By Mary Ellen Schill
March 4, 2010
Late on March 2 President Obama signed the Temporary Extension Act of 2010, and included within that law is yet another extension of the COBRA premium subsidy enacted last February as part of the American Recovery and Reinvestment Act of 2009 (“ARRA”). Our earlier updates on the ARRA COBRA premium subsidy can be found in “COBRA Provisions in the American Recovery and Reinvestment Act of 2009 (ARRA),” “COBRA Provisions Q&A and IRS Form 941,” “Employee Benefits Security Administration Issues Model COBRA Notices,” “IRS Hints at What an “Involuntary Termination” Means for Purposes of ARRA,” “Has the EBSA Played Scrooge with the ARRA COBRA Subsidy??,” and “COBRA Subsidy Extended!!”.
The COBRA subsidy extension enacted Tuesday extends the eligibility period for the subsidy for one month (through March 31, 2010).
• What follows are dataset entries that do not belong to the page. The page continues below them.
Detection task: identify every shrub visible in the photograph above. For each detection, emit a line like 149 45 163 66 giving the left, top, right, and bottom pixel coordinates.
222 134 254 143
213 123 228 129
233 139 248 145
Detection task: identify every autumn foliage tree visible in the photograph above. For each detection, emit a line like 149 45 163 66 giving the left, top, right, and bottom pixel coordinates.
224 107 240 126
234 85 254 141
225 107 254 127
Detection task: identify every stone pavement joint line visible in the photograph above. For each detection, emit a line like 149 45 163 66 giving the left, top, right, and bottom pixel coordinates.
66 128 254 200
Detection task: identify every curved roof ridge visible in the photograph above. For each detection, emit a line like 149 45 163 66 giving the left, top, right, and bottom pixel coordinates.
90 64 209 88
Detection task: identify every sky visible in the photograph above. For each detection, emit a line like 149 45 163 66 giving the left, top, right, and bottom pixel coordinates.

This means that an individual who loses group health plan coverage due to an employee’s involuntary termination of employment that occurs through March 31, 2010 will be eligible for the subsidy. Prior to this amendment, the termination of employment had to occur on or before February 28, 2010. In addition, the new legislation includes as “assistance eligible individuals” anyone who is involuntarily terminated from March 2, 2010 through March 31, 2010, even if such individual’s entitlement to COBRA was due to an earlier reduction in hours of employment, and not due to the involuntary termination of employment. Prior to this change, the IRS made it clear that if an individual became entitled to COBRA due to a reduction in hours, and later incurred an involuntary termination, the individual was not an “eligible assistance individual” because the qualifying event resulting in the COBRA right was the reduction in hours, not the involuntary termination. These “new” eligible assistance individuals will become entitled to the subsidy the first period of coverage that begins after the involuntary termination of employment, but the individual’s original 18-month COBRA period will not be extended.
Of course, some of these “new” eligible assistance individuals never elected COBRA, or, may have dropped COBRA after the earlier reduction in hours, and are not on COBRA now. In that case, a second chance at COBRA with the subsidy must now be offered. Within 60 days of the enactment of this new legislation, group health plan administrators must notify all individuals who had a qualifying event due to reduction in hours on or after February 1, 2009 and who subsequently incurred an involuntary termination of employment from March 2, 2010 through March 31, 2010, that this second chance election is available. Those who take advantage of this second chance election cannot be required to pay for any COBRA coverage from the date of the loss of coverage due to the reduction in hours and the date of the involuntary termination of employment. Also, the period of time from the original qualifying event through the beginning of the first period of coverage after the involuntary termination of employment does not count as a “break in service” for purposes of HIPAA’s preexisting condition exclusion rules.
In order to minimize the use of refunds or credits, group health plan administrators are encouraged to issue the required notice as soon as possible. Previously issued model notices from the Department of Labor can be used (with some modification to reflect the extension) to communicate these changes to affected assistance eligible individuals.